Now all Mr. (Master? (Miss?)) Kiddie has to do is crack your boss's email account, then - presto, swimming in account passwords, company secrets, you name it. A single point of attack. Heh. Heh. Hey, and they don't even have to get some bozo to install kiddietools like BO2K for them, because some bozo already bought the cracktools, actually went and paid for a site license for them... (What security model are you using, people? Hoping the Nasty People laugh so much and so hard that by the time they picked themselves off the floor, they forget what they were doing?!)

Now, how might they crack the boss's email account? I mean, it's not as if anyone or anything's watching the boss type his password; is it...?

Okay, you can (sober|grow) up now. (Again, optional.) I've made my point.

People with a Clue should probably avoid software of this kind like the plague, and view with righteous suspicion anyone who would try to use it. In fact, people with a Clue should probably remove the software from any machines they actually need to properly use, on the grounds of it being a security disaster waiting to happen.

But hey, I'm preaching to the converted here. If more PHB's read Slashdot, then... er... well, okay, then everyone else would probably move out, in case their PHB noticed how much time they were spending reading it.

Re:Tough! The computers are not yours

[raindog2]

Actually, Americans do continue to have constitutional rights at work - regardless of what they sign - except perhaps those in the military. I don't know whether privacy is actually a constitutional right, though, or what it entails if so. Certainly some elements of privacy were legally removed during the corporate-happy legal environment of the 80's and 90's, but by no means all of them. That there are slashdotters who believe this demonstrates that the "if you don't like it, find another job" argument needs some serious rethinking. Then again, that's exactly what I myself did.

for I am a doofus, too

[raindog2]

Guess "document contains no data" doesn't mean it wasn't posted ;)
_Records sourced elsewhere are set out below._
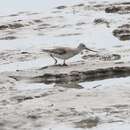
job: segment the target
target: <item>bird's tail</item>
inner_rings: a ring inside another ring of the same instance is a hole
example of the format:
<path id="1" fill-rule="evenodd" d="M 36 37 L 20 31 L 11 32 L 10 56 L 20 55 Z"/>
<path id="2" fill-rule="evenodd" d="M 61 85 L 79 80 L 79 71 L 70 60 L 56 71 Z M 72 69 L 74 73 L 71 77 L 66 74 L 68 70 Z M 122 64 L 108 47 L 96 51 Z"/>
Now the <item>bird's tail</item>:
<path id="1" fill-rule="evenodd" d="M 89 48 L 87 48 L 87 47 L 86 47 L 86 50 L 88 50 L 88 51 L 92 51 L 92 52 L 97 52 L 97 51 L 92 50 L 92 49 L 89 49 Z"/>

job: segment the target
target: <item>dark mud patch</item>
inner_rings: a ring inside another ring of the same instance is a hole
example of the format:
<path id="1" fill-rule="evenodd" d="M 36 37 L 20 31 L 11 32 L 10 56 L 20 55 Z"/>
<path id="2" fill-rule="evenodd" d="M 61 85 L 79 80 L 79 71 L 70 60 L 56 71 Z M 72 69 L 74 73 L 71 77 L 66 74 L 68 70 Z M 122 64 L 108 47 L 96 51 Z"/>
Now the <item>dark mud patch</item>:
<path id="1" fill-rule="evenodd" d="M 127 77 L 127 76 L 130 76 L 130 67 L 108 67 L 105 69 L 100 68 L 95 70 L 86 70 L 86 71 L 84 70 L 81 72 L 71 71 L 70 73 L 66 73 L 66 74 L 60 72 L 59 74 L 45 73 L 43 75 L 34 76 L 30 78 L 23 77 L 23 79 L 28 79 L 28 81 L 31 83 L 45 83 L 45 84 L 66 83 L 67 84 L 69 82 L 79 83 L 85 81 L 96 81 L 96 80 Z M 17 78 L 17 76 L 15 78 Z M 80 88 L 80 86 L 77 86 L 77 88 Z"/>
<path id="2" fill-rule="evenodd" d="M 102 19 L 102 18 L 98 18 L 98 19 L 95 19 L 94 20 L 94 24 L 95 25 L 98 25 L 98 24 L 106 24 L 106 26 L 109 28 L 110 27 L 110 23 L 105 20 L 105 19 Z"/>
<path id="3" fill-rule="evenodd" d="M 121 41 L 130 40 L 130 24 L 118 26 L 112 33 Z"/>
<path id="4" fill-rule="evenodd" d="M 100 120 L 98 117 L 95 118 L 88 118 L 81 120 L 79 122 L 75 122 L 76 128 L 93 128 L 99 124 Z"/>
<path id="5" fill-rule="evenodd" d="M 89 55 L 82 56 L 82 59 L 84 59 L 84 60 L 98 59 L 98 60 L 101 60 L 101 61 L 114 61 L 114 60 L 121 59 L 121 56 L 118 55 L 118 54 L 111 54 L 111 55 L 89 54 Z"/>
<path id="6" fill-rule="evenodd" d="M 109 7 L 105 8 L 106 13 L 119 13 L 119 14 L 127 14 L 130 13 L 130 3 L 115 3 L 109 5 Z"/>

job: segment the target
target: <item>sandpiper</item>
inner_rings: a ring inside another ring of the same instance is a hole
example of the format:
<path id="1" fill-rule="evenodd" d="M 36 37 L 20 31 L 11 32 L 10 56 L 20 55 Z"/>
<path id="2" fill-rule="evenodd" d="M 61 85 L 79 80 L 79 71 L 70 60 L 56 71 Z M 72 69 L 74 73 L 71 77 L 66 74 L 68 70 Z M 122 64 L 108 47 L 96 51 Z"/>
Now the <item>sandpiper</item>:
<path id="1" fill-rule="evenodd" d="M 57 64 L 57 59 L 63 59 L 63 65 L 67 65 L 65 61 L 77 54 L 79 54 L 82 50 L 88 50 L 88 51 L 93 51 L 97 52 L 94 50 L 91 50 L 87 48 L 83 43 L 80 43 L 77 48 L 69 48 L 69 47 L 58 47 L 55 49 L 43 49 L 43 52 L 47 52 L 54 60 L 55 60 L 55 65 Z M 56 57 L 56 58 L 55 58 Z"/>

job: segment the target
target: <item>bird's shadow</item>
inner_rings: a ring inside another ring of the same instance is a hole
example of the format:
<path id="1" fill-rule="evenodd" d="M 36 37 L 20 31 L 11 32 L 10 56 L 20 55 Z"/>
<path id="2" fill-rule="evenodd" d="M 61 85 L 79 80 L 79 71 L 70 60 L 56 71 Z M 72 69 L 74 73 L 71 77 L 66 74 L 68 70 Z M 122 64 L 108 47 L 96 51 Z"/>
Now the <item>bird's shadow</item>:
<path id="1" fill-rule="evenodd" d="M 75 66 L 82 65 L 82 64 L 85 64 L 85 62 L 77 61 L 77 62 L 70 63 L 70 64 L 56 64 L 56 65 L 54 64 L 54 65 L 41 67 L 38 70 L 44 70 L 44 69 L 49 69 L 49 68 L 59 68 L 59 67 L 75 67 Z"/>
Rights of the Employer vs. Rights of the Employee

[soldack]

This battle has been raging for a long time but I think that it must be dealt with now before it gets worse. If an employer can not monitor phone coversations then they should not be able to monitor Internet activity unless there is a reason to do so (like missing money, accounts being taped, etc).
Will this hurt the company? No. The fact is, if Joe Programmer can get all his work done while posting to /. several times day, it is not a problem. His work is getting done and his surfing is not creating a need for a new T1. The old ways still work fine for determining if a guy is goofing off. If he can't get his work done in a timely manner then he isn't suited for the job. If overall net usage spikes a tremendous amount (read: porn site running from his box) then you can easily tell he is abusing the system without these privacy destorying programs.
A company can not be allowed to assume that all employees are guilty until provent innocent by some program. There must be trust for any successfull business relationship.
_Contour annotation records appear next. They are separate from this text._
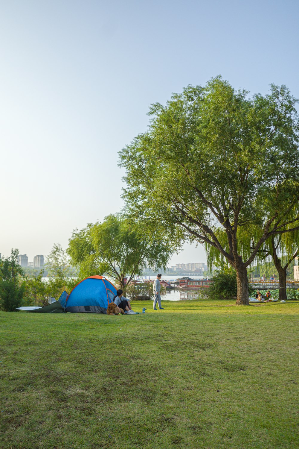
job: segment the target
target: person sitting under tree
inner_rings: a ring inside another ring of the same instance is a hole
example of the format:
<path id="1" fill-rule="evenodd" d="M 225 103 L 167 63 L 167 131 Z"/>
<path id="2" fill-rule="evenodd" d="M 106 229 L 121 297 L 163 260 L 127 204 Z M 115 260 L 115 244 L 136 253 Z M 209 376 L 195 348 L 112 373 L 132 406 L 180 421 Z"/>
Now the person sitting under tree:
<path id="1" fill-rule="evenodd" d="M 259 301 L 261 301 L 264 299 L 264 297 L 263 295 L 260 293 L 259 290 L 256 291 L 256 299 L 258 299 Z"/>
<path id="2" fill-rule="evenodd" d="M 122 309 L 123 310 L 126 310 L 127 312 L 131 310 L 132 308 L 131 307 L 130 301 L 126 298 L 125 298 L 124 296 L 122 296 L 122 290 L 121 290 L 120 289 L 119 290 L 117 290 L 116 293 L 117 294 L 113 299 L 113 302 L 114 304 L 117 305 L 119 310 L 118 313 L 121 313 L 121 311 L 120 309 Z"/>

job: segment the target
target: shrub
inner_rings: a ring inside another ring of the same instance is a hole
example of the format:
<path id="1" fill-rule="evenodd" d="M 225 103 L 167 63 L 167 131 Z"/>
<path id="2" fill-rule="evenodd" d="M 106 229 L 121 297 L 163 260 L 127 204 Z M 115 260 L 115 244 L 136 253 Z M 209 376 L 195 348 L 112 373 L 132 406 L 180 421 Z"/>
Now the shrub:
<path id="1" fill-rule="evenodd" d="M 5 312 L 15 312 L 22 304 L 24 270 L 17 263 L 18 254 L 12 249 L 9 257 L 0 260 L 0 308 Z"/>
<path id="2" fill-rule="evenodd" d="M 154 292 L 152 282 L 142 282 L 134 285 L 130 284 L 126 286 L 126 295 L 131 300 L 135 300 L 138 296 L 149 296 L 152 301 L 154 299 Z"/>
<path id="3" fill-rule="evenodd" d="M 5 312 L 16 312 L 23 302 L 24 282 L 17 278 L 0 279 L 0 308 Z"/>
<path id="4" fill-rule="evenodd" d="M 207 291 L 211 299 L 225 299 L 237 296 L 237 277 L 235 272 L 217 273 Z"/>

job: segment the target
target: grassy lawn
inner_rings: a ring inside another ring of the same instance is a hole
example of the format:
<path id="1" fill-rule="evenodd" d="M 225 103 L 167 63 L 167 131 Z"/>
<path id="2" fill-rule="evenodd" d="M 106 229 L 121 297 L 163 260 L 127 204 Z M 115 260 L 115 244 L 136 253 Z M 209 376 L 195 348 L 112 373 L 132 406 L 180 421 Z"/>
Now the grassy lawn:
<path id="1" fill-rule="evenodd" d="M 299 447 L 299 303 L 234 303 L 0 313 L 0 447 Z"/>

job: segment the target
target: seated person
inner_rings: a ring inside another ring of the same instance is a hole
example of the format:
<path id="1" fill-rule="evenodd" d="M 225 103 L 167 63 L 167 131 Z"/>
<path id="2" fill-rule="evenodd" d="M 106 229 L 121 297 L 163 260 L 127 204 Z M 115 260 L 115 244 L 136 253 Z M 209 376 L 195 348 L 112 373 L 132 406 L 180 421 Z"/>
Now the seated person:
<path id="1" fill-rule="evenodd" d="M 264 297 L 262 294 L 260 292 L 259 290 L 256 291 L 256 299 L 258 299 L 259 301 L 261 301 L 262 299 L 264 299 Z"/>
<path id="2" fill-rule="evenodd" d="M 113 302 L 114 304 L 116 304 L 117 308 L 119 309 L 119 313 L 121 313 L 121 309 L 122 309 L 123 310 L 126 310 L 127 312 L 131 310 L 132 308 L 130 301 L 122 296 L 122 290 L 117 290 L 117 295 L 113 299 Z"/>

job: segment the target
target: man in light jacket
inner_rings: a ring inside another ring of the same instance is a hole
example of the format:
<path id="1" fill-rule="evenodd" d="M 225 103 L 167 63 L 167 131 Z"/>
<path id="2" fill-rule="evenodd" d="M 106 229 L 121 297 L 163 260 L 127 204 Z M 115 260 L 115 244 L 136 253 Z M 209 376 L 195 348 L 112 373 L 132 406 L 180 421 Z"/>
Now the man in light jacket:
<path id="1" fill-rule="evenodd" d="M 154 281 L 152 286 L 152 289 L 154 292 L 154 310 L 157 310 L 156 306 L 158 301 L 159 308 L 160 310 L 164 310 L 164 308 L 161 307 L 161 296 L 160 296 L 160 290 L 161 290 L 161 284 L 160 284 L 160 279 L 161 279 L 161 274 L 157 274 L 157 277 Z"/>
employer's stealth spy software

[KimmBadd]

Haven't you already figured out about a dozen of other people's passwords? You might still be logged at the same machine, but not the same user.

Re:terrorist tactics

[unitron]

How about the "terrorist tactic" of just not working there if you don't like the way they do things. Last time I checked quitting in protest didn't carry near as much jail time as bomb threats, was less likely to get you shot as a pre-emptitve strike by a fellow employee who didn't care for being threatened with physical violence over a difference of opinion, and doesn't look nearly as bad on your resume.